Durante mi etapa como manager en un estudio, mi función no era solo recibir a los clientes, sino actuar como filtro entre sus ideas y lo que el equipo podía o quería hacer. Tenía que encajar las expectativas del cliente con las zonas de confort de los tatuadores que teníamos en plantilla. Si una propuesta no encajaba, mi trabajo era reconducirla con elegancia, suavizarla, redirigirla… o directamente disuadirla con argumentos del tipo: “Eso no va a quedar bien”, “No es buena idea”, “Lo otro funciona mejor”.
¿La verdad? Muchas veces lo decía sabiendo que no era cierto. Que aquello que pedía el cliente sí podía quedar bien si se desarrollaba con creatividad, pero en nuestro estudio no había quien lo hiciera. Así que, para que el proyecto saliera adelante, había que moldear la idea del cliente hasta que encajara con el molde disponible. Porque si no se dejaba redirigir, simplemente no había forma de llevarlo a cabo.

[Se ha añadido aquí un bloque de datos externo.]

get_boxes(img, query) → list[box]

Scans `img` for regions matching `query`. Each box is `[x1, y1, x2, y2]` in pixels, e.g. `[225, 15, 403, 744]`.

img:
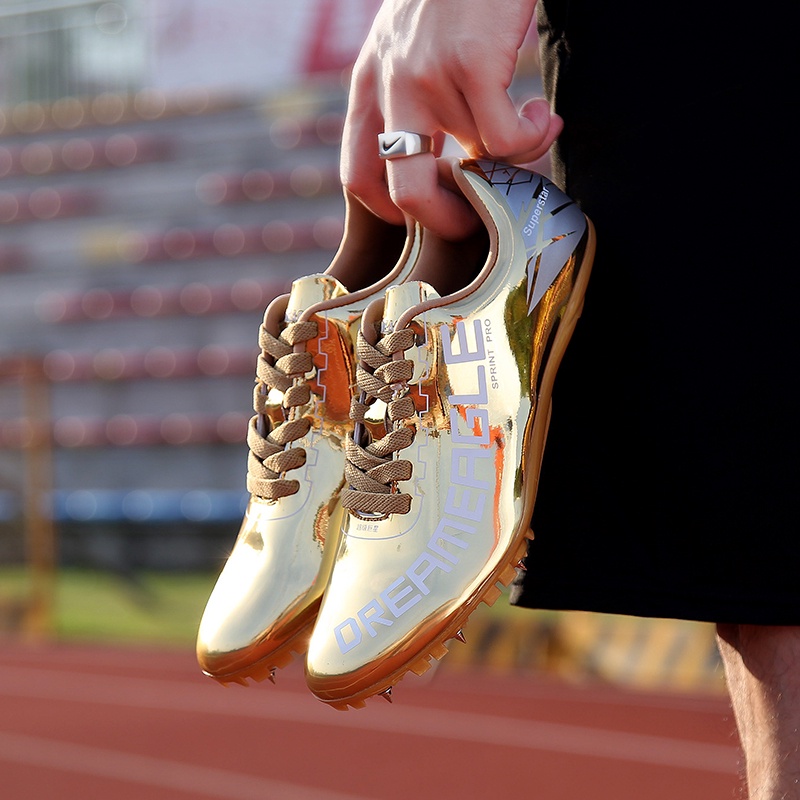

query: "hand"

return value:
[340, 0, 562, 239]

Y esto pasaba aún en estudios con ocho o nueve artistas. Porque en realidad, muchos de ellos no eran tan distintos entre sí. Se solapaban en estilo, en enfoque, en técnica. Así que el margen de maniobra era más limitado de lo que parecía. Y eso es lo que vive cualquier cliente que entra sin tener claro lo que quiere, o sin saber cómo expresarlo: lo agarran, lo giran, y sin darse cuenta, lo están tatuando en la dirección contraria a la que tenía en mente.
La clave está en saber mirar. El portafolio te da pistas: cómo encajan las piezas, qué repiten, si se nota creatividad o simplemente repiten fórmulas seguras. No se trata de que el cliente se convierta en crítico de arte, sino de que no asuma que por ser tatuador, “sabe más que tú”. Puede que tú tengas mejor ojo. Puede que tú seas quien deba marcar la pauta.
Por eso este tip es el primero: porque es donde empieza todo. En dejar de asumir y empezar a observar.